What Do Additional Bank Service Fees Cover?

What Do Additional Bank Service Fees Cover?`
What Do Additional Bank Service Fees Cover?

Many people are familiar with the bank fees that come with having a bank account in Canada. Monthly account fees and transaction fees are generally expected, depending on the type of bank account a person has.

Not everyone knows the additional bank fees they may come across, but it’s important to know about their existence and how much they cost.

Additional service fees at banks aren’t always included in either the monthly account fee or the transaction fees. They also aren’t necessarily charged on every account, so be sure to look at what is included in your account.

Here are some additional bank fees you might face and what they cover.


Account transfer to another financial institution: If you close your account and transfer your money to another bank, you may be charged a fee for each account. Transferring certain account types, such as RRSPs, may incur a higher fee.


ATM fees: These fees cover withdrawals made at bank machines outside your network and are typically charged per transaction. Fees vary depending on whether the ATM used is in Canada, in the US, or outside Canada and the US. 

Cheques, money orders, and wires: If you send money via a cheque, bank draft, money order, or wire, the bank may charge you. You may also be charged for cheques written in a currency other than the currency of the account, tracing the payment and accepting certain types of payments.

Debit card use: Outside of transaction fees, you will likely be charged a fee for debit purchases or returns initiated outside Canada in another currency.

 Dormant account: Banks consider an account inactive if the owner has initiated no transactions within a set period (for example, two years). There might be a fee for maintaining a dormant account. 

Interac e-Transfer: Typically, receiving money through an e-Transfer is free because the person sending the money is charged, usually on a per-transaction basis, but some accounts may waive this fee or offer a certain number of transactions for free. 

NSF (non-sufficient funds) fee: If a cheque is cashed or a pre-authorized payment that exceeds your balance is withdrawn, you will be charged a fee.

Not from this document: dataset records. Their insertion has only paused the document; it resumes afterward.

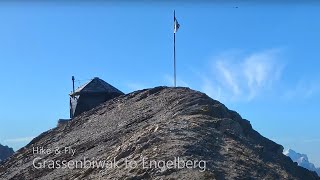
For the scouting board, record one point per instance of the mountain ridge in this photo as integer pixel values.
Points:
(302, 160)
(160, 124)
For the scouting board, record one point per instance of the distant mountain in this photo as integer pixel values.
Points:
(158, 133)
(302, 160)
(5, 152)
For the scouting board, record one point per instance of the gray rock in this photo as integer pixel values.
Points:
(161, 125)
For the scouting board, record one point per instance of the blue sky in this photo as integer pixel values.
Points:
(261, 60)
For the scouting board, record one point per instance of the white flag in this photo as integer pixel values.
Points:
(176, 25)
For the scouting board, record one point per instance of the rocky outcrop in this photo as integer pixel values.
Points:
(159, 133)
(5, 152)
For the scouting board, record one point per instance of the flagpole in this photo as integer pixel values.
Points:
(174, 49)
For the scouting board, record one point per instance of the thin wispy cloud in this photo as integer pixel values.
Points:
(237, 77)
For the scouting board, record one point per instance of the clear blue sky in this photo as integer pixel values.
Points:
(261, 60)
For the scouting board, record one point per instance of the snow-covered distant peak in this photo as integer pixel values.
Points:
(302, 160)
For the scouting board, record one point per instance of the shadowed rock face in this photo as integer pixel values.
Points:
(159, 124)
(5, 152)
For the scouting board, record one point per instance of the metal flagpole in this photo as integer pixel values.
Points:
(174, 47)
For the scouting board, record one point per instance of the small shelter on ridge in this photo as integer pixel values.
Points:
(91, 95)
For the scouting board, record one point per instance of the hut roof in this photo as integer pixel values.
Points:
(96, 85)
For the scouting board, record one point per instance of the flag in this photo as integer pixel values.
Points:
(176, 25)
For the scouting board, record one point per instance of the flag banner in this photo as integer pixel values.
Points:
(176, 25)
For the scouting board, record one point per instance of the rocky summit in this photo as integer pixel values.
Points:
(158, 133)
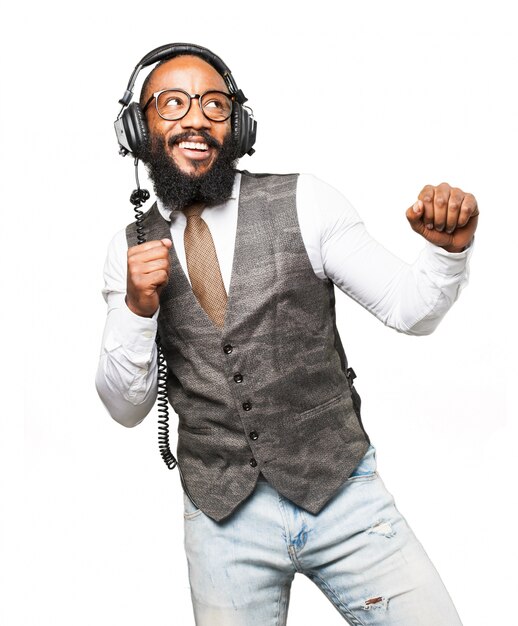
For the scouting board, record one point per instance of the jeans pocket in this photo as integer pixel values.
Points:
(190, 510)
(366, 468)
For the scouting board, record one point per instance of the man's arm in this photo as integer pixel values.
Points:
(127, 371)
(411, 298)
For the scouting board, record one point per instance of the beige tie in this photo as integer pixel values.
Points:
(203, 266)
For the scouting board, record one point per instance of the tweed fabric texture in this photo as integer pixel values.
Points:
(203, 266)
(268, 391)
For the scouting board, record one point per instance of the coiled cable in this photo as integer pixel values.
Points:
(137, 199)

This bank fee applies to every transaction that exceeds your balance. 

Safety deposit box: If you rent a box, you are charged rent based on the size. You may also be charged for replacing keys and drilling the box if you cannot locate your keys. Statement fees: These are bank fees for receiving either an interim statement or a copy of your statement. Some banks charge these for all paper statements, while others may charge for an emailed statement. 

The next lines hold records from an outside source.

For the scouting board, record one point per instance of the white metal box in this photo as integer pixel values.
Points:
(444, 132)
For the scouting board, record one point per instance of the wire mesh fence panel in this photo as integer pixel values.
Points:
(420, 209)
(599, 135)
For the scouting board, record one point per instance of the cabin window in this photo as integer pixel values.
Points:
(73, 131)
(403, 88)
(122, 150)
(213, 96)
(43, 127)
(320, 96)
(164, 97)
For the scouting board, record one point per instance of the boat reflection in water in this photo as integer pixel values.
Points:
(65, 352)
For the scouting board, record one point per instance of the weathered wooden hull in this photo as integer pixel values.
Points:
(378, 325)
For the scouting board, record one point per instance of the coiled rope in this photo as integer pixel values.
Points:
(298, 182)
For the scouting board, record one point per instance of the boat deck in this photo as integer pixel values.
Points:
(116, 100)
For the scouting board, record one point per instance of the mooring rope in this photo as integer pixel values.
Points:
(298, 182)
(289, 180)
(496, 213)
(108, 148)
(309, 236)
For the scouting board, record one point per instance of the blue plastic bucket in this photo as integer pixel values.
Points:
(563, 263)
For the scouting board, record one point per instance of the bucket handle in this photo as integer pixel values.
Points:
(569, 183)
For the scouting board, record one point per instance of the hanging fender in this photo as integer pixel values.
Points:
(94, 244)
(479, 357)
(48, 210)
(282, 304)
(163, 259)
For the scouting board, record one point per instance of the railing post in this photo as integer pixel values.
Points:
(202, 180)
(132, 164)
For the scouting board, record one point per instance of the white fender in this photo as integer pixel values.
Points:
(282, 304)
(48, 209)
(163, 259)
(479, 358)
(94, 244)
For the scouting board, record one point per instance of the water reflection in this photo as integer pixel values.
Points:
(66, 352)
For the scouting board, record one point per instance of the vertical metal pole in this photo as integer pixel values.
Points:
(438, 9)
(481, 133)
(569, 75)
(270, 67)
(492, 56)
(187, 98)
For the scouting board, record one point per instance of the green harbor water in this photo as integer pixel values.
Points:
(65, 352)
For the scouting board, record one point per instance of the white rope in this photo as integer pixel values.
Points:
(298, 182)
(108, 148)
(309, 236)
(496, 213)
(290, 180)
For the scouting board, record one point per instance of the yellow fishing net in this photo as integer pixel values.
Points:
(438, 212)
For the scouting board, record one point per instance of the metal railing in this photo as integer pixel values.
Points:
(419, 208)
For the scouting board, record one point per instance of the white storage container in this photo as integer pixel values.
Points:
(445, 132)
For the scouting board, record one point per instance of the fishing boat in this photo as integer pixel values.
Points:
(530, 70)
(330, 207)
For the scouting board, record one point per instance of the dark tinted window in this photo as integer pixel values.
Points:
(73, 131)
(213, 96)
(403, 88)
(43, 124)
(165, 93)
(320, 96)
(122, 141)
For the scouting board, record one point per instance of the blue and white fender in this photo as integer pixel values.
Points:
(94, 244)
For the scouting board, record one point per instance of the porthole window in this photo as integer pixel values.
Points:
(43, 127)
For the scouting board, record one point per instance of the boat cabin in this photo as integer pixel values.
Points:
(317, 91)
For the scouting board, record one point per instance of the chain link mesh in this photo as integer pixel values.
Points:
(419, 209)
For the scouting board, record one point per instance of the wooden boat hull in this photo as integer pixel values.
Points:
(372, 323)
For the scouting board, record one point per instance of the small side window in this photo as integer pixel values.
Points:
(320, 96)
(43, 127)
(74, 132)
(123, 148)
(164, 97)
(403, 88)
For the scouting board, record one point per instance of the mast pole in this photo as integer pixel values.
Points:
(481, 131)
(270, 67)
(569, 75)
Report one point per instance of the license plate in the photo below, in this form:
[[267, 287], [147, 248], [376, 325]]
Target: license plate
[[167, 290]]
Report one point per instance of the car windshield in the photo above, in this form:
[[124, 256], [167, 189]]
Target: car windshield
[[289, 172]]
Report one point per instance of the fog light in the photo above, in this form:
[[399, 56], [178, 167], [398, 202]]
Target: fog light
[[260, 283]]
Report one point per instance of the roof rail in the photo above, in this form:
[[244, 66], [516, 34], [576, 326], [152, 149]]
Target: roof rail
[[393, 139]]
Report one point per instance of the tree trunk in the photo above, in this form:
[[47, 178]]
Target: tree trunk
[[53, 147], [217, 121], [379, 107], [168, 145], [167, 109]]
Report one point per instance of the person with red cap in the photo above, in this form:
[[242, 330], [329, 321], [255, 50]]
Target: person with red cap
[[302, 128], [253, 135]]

Stop payments: A stop payment occurs when you’ve written a cheque from your account or sent an Interac e-Transfer and then asked the bank to stop it from being fulfilled. Fees may depend on whether the payment was made by e-transfer, cheque, or pre-authorized payment and whether you can provide the bank with full payment details. 

These are just some of the additional bank fees you may encounter. Be sure to check with your financial institution to find out what fees they charge and how much they cost.  And remember to read the fine print. 

By knowing this information, you can better manage your finances and avoid costly surprises in the future.